SLAM (Simultaneous localization and mapping) problem

The objective is to localize one’s position relative to those objects. There are two important subproblems: a] object or feature detection, b] measurement of position (distance and orientation) relative to a given feature. Solution approaches depend on the available tools - which may vary with situation.

Tools and approaches

Localization using bounced light from lasers is essentially a solved problem; but lasers are expensive. Localization using light detected by passive sensors (eg: visible spectrum cameras) is harder.

Features

Features, for the purpose of vision problems, are actual phyisical locations/ regions (not their image representation). Examples: Corners, edges, spots with different contrasts. Feature detection and extraction are major themes in vision research. Important feature detection toolkits include SIFT and SURF, which include feature detectors like edge detectors and contrast detectors.

Feature detection

Finding features whose detectability is robust to illumination and view-point changes is a challenge. An edge between two parallel surfaces is easy to detect only when they contrast each other. Identification of robust features requires gathering images from multiple view points and illumination conditions. Eg: a robotic arm rotating around a scene with a fixed light source.

This is closely related to the object recognition problem considered elsewhere.

Scale invariant feature transform (SIFT)

It includes a feature/ point-of-interest detector, and a feature descriptor. An important feature descriptor used is pixel orientation: the gradients in pixel intensity within a certain patch (say of size 4*4) of pixels, another is location. Having extracted a feature, the algorithm stores it at different scales, enabling mapping to corresponding features in different scaled images.

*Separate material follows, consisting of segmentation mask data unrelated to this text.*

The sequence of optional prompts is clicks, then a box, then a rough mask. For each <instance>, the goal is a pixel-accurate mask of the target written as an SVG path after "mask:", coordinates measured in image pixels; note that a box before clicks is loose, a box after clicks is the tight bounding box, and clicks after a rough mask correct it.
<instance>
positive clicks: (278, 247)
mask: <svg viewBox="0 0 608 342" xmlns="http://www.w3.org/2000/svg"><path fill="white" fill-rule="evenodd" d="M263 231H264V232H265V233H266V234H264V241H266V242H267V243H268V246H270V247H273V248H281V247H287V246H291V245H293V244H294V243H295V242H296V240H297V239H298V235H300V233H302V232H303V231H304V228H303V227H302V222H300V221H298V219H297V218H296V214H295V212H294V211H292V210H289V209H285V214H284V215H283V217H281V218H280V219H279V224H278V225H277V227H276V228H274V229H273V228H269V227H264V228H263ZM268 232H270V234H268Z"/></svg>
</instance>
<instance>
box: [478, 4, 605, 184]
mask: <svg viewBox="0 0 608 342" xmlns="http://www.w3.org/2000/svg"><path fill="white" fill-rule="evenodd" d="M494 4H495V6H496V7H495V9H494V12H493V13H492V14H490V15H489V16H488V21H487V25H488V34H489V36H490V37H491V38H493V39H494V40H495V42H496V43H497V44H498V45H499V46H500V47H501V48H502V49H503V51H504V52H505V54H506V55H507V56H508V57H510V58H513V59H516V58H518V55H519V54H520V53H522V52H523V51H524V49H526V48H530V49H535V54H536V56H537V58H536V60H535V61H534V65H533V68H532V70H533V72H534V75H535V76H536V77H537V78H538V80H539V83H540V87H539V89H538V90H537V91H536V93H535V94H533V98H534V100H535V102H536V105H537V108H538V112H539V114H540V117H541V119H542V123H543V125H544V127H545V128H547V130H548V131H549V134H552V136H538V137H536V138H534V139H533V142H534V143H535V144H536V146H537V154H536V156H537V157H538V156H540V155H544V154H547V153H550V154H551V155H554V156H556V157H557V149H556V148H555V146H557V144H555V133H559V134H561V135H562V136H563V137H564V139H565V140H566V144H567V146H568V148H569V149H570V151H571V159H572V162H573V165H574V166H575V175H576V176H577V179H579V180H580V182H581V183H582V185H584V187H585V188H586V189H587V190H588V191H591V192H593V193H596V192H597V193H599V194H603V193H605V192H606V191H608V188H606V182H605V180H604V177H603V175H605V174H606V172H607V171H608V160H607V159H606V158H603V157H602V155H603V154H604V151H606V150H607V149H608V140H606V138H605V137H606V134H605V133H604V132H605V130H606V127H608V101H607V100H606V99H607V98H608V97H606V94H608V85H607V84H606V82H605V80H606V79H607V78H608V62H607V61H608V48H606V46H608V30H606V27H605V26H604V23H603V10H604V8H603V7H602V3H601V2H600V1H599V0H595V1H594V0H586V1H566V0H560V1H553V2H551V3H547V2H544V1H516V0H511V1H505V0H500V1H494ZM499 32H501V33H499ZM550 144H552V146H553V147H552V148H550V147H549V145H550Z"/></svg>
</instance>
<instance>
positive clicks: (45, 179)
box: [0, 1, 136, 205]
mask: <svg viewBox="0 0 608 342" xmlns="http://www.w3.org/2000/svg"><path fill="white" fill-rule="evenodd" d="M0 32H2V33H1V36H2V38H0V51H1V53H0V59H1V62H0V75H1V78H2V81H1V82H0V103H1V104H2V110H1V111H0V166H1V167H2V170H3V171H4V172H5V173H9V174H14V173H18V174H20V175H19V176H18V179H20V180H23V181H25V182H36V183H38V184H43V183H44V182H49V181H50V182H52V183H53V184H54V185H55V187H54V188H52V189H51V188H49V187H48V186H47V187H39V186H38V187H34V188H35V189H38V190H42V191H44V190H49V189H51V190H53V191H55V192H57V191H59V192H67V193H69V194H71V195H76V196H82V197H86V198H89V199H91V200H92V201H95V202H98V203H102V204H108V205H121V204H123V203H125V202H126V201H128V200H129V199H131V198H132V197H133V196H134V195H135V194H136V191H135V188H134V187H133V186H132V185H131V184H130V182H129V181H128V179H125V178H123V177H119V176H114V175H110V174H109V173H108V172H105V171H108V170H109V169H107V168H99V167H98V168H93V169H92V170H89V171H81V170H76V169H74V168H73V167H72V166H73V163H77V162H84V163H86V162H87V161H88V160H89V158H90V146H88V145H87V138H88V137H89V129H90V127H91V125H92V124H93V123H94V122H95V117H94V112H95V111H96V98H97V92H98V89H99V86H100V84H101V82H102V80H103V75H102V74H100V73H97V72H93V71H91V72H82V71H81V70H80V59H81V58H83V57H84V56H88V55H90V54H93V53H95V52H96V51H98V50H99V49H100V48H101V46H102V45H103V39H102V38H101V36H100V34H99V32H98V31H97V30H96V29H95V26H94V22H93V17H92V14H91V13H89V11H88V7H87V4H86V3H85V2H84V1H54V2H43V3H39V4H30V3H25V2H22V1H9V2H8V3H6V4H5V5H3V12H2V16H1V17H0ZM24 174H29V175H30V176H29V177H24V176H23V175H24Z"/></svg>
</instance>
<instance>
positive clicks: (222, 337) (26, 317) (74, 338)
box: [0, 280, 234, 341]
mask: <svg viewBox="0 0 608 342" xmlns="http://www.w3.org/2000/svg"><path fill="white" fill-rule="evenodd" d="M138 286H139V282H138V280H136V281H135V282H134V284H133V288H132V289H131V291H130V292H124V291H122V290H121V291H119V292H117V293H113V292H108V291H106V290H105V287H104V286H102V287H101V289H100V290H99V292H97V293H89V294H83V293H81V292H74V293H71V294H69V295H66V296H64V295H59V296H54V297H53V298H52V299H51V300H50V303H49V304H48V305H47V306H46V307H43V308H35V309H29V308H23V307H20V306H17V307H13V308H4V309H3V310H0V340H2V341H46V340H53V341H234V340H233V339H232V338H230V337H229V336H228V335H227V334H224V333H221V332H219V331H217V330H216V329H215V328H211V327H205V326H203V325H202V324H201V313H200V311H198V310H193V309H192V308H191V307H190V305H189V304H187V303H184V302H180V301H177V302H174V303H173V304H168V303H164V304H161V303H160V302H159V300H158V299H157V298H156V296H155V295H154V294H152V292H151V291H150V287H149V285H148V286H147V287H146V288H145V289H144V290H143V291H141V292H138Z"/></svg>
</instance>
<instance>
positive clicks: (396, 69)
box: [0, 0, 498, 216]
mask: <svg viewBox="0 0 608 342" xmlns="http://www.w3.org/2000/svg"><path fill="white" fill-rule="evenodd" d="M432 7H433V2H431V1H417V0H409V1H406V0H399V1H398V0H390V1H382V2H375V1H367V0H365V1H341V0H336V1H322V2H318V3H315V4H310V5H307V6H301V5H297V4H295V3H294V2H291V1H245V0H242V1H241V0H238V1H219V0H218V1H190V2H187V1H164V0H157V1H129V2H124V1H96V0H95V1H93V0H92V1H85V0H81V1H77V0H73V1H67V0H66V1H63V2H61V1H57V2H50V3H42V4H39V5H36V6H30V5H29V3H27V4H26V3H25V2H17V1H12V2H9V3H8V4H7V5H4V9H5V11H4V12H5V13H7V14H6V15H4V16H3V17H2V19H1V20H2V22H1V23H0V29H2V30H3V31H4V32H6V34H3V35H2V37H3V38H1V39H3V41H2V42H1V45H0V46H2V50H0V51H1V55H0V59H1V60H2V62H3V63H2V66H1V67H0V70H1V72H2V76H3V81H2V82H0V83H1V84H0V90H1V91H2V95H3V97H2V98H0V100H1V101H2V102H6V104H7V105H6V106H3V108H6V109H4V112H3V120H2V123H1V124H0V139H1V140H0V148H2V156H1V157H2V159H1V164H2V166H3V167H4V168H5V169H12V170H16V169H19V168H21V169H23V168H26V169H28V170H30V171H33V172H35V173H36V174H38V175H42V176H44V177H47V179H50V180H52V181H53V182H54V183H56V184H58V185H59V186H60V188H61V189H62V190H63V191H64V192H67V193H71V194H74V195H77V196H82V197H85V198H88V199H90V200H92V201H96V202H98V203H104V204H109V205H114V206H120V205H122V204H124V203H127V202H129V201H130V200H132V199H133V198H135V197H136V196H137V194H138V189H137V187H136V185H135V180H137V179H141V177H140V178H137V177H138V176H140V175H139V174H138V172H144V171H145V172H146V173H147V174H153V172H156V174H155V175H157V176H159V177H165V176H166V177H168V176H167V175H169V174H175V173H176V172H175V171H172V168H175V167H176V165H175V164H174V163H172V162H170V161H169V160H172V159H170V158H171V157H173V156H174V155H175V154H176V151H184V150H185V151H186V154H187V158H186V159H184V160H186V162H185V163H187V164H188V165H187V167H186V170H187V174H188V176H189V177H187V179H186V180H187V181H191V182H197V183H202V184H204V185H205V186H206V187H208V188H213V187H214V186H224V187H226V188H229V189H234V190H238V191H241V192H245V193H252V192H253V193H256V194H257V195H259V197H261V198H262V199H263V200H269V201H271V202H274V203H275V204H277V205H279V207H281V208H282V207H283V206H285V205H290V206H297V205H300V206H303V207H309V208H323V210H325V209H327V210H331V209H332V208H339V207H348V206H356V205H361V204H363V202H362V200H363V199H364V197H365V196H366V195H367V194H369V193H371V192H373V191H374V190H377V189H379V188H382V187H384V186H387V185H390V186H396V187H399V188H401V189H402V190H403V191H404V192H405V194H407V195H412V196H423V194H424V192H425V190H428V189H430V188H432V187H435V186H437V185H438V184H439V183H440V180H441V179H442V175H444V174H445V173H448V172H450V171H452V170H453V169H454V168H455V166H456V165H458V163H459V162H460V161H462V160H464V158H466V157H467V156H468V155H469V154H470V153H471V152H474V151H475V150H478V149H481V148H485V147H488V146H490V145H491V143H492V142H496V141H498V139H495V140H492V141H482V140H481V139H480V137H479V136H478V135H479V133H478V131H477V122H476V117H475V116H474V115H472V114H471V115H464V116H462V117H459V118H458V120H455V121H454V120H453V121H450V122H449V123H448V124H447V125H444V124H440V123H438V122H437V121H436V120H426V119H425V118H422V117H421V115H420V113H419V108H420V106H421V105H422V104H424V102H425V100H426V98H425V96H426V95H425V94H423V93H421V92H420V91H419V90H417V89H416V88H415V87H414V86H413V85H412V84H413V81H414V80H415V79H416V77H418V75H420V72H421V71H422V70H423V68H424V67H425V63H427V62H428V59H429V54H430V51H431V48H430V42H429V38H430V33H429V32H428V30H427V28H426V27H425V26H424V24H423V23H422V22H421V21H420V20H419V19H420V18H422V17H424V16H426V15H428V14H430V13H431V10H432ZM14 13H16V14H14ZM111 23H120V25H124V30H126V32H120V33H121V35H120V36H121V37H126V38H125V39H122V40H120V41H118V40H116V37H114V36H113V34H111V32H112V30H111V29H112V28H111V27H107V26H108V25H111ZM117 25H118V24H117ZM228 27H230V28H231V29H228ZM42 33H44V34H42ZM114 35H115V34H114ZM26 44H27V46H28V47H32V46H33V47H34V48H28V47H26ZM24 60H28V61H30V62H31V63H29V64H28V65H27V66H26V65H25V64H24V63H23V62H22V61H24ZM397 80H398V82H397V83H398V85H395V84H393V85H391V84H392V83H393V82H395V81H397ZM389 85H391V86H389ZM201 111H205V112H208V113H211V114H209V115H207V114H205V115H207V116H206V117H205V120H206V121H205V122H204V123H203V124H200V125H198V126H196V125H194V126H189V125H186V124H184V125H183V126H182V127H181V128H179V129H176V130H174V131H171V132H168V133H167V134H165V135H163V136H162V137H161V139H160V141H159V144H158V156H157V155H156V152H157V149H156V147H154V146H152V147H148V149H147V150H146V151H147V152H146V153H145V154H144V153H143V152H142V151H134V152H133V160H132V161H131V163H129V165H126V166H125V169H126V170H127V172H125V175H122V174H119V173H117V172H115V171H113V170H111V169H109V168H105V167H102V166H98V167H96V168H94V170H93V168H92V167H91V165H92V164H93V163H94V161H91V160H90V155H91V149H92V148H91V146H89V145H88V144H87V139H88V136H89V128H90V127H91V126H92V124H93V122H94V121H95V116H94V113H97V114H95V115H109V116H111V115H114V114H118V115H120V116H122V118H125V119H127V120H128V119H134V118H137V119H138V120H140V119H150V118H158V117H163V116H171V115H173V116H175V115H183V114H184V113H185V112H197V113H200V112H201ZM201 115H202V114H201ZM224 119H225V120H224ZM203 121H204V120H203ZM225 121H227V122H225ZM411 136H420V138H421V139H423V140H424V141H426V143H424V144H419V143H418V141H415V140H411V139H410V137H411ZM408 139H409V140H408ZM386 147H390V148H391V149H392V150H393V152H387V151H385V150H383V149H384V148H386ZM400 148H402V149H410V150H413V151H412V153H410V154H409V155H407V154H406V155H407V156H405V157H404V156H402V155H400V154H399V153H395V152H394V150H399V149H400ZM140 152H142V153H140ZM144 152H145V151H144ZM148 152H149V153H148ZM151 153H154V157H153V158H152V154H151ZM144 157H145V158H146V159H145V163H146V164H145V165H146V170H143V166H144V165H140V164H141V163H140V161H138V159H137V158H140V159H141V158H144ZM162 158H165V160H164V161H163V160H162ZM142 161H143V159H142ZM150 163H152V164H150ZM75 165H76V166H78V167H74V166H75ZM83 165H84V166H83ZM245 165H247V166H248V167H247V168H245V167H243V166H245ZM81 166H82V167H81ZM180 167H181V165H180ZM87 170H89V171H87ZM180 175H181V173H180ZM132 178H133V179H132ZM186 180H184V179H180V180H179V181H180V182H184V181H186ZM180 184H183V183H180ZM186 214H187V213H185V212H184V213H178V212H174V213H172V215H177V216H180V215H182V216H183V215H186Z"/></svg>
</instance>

Features/ points of interest are often visually marked by colored dots on images.

Feature matching

Even when the same features are detected in two images, matching identical features is a problem. A visual tool for comparison involves placing two images next to each other and drawing lines connecting features thought to be identical. An important subproblem here is finding good feature descriptors/ representations.

Visual object recognition

Got set of n photographs \((p_{i})\): perhaps of repeated subjects. Want to identify person in photo. Each \(p_{i}\) is a \(1\times m\) pixel vector.

Eigenfaces

One can use the PCA technique to find the the subspace S of greatest variability \((p_{i})\). When query image p comes, project it to S, then do \(\dprod{p, p_{i}}\) to find closest match.